The SerendipWeds wedding planning app started as a standard MERN stack project — MongoDB, Express, React, Node. The recommendation feature was initially a simple keyword match: search for "photographer" in Colombo and get back all photographers in Colombo. It worked, but it felt hollow. A bride who searches for "romantic, intimate outdoor ceremony" should not get a list of every wedding venue in the country.

Why Qdrant

I chose Qdrant over Pinecone and Weaviate primarily because of the self-hosted option. For a personal project, I did not want to pay for a managed vector database. Qdrant runs cleanly in Docker, has a good Python client, and the filtering syntax — combining vector similarity with structured metadata filters — was exactly what I needed to scope results by location and budget before ranking by semantic similarity.

The Architecture

I added a Flask microservice alongside the Node.js backend to handle embedding generation and vector search. The reason for a separate service rather than a Node.js package was simple: the Python ML ecosystem is far better for embedding models. I used a sentence-transformers model to embed vendor profiles at write time, storing the vectors in Qdrant alongside the vendor ID. At query time, the user's search text was embedded with the same model and queried against Qdrant with location and budget filters applied.

What Surprised Me

The quality of results was better than I expected immediately. Searching for "rustic garden setting with natural light" returned outdoor venues with garden features ahead of indoor ballrooms — without any explicit keyword match. The model had learned enough about these concepts from its training data that the semantic proximity was meaningful.

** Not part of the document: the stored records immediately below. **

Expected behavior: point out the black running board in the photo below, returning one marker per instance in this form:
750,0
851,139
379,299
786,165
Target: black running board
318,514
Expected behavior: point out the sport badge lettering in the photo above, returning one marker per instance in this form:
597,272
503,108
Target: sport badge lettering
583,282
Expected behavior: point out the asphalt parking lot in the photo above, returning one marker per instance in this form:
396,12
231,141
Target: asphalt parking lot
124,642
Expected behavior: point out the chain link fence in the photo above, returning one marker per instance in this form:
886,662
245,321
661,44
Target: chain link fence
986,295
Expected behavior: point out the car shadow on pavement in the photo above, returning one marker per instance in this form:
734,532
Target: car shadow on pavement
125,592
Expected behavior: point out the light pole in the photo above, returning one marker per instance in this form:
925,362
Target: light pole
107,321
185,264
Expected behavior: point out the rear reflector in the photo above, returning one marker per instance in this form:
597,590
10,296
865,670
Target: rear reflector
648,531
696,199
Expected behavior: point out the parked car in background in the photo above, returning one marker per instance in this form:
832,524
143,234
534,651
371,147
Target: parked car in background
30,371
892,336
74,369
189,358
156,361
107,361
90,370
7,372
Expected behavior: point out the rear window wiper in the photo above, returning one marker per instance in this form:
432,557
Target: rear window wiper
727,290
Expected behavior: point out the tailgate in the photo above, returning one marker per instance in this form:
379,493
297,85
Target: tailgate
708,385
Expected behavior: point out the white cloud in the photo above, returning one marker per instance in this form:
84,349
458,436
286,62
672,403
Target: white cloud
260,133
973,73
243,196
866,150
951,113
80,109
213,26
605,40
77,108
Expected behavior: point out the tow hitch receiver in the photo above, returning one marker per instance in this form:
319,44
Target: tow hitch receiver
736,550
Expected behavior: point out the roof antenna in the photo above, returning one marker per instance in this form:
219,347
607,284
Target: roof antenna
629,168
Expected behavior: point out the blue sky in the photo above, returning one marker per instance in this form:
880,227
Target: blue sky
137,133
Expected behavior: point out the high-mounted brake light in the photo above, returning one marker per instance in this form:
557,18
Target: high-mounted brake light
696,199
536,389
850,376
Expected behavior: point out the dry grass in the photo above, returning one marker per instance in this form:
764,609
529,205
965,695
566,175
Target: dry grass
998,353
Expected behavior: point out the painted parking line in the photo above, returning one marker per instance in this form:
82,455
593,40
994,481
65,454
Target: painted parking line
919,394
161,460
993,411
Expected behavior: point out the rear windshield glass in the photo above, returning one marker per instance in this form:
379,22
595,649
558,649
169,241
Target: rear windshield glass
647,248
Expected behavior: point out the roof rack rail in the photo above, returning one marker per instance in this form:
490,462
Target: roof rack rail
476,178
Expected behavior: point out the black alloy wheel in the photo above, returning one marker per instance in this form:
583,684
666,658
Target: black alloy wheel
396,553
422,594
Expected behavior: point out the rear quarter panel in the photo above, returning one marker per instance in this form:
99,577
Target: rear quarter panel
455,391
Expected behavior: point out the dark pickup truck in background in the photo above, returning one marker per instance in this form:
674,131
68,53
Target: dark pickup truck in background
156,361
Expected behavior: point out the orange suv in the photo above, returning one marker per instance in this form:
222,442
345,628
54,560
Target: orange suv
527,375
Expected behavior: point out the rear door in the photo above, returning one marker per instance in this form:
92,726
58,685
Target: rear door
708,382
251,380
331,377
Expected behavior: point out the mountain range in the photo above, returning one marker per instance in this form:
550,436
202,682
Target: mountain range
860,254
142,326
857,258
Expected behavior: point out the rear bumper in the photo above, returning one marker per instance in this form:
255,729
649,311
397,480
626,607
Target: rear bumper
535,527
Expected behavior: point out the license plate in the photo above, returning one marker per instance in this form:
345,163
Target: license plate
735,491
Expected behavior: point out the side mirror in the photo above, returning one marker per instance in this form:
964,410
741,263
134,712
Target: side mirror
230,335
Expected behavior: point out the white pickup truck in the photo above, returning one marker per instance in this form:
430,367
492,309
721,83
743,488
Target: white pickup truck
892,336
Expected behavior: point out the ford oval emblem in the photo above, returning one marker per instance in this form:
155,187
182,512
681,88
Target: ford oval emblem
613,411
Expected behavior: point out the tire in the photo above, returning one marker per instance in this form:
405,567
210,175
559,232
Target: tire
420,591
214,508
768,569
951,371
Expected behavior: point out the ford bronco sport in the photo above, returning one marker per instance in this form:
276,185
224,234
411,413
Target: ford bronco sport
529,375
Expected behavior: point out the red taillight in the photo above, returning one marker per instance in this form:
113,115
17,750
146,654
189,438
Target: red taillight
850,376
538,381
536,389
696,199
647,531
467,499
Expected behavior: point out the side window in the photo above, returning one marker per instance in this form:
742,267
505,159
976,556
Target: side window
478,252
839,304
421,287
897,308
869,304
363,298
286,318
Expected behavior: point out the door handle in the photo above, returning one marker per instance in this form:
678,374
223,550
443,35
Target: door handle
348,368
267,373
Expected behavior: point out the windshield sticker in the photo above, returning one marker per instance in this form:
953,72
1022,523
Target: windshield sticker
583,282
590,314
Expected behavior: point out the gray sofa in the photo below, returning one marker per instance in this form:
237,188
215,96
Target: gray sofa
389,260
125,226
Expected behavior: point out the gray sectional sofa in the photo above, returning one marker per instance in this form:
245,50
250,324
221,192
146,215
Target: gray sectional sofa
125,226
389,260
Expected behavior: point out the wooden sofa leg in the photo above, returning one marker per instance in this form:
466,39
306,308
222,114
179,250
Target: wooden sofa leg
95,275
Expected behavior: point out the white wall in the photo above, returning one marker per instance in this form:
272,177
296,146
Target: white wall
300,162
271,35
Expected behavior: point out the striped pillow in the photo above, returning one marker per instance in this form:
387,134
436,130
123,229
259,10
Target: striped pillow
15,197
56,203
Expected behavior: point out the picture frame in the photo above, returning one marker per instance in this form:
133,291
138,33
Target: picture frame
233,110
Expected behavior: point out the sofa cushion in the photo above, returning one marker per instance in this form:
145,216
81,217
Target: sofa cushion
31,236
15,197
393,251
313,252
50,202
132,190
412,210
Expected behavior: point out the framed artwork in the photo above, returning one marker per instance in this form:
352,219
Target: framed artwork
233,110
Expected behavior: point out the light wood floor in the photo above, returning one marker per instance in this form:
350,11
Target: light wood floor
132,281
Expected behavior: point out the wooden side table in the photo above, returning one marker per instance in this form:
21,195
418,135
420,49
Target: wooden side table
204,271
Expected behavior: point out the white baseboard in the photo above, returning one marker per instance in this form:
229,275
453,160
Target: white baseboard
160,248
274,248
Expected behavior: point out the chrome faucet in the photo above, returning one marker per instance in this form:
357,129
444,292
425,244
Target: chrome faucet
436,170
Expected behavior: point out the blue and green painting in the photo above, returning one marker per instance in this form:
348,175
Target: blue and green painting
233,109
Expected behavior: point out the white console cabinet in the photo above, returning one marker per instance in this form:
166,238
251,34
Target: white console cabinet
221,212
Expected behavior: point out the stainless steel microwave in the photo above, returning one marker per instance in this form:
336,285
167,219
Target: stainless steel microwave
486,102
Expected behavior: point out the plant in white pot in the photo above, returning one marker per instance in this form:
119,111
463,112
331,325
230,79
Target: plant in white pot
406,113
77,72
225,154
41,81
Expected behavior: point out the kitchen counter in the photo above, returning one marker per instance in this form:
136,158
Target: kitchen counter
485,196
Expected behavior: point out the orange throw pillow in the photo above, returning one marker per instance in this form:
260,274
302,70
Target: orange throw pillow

What I did not expect was the cold start problem. Vendor profiles written in mixed English and Sinhala produced inconsistent embeddings because the model had much better coverage of English. I ended up normalising all vendor descriptions to English before embedding, which was an extra preprocessing step I had not planned for.

Would I Use It Again

Yes, without hesitation, for any application where users express intent in natural language rather than structured queries. The integration cost is low — a few hundred lines of Python, a Docker container, and some thought about your embedding strategy. The UX improvement over keyword search is immediately visible.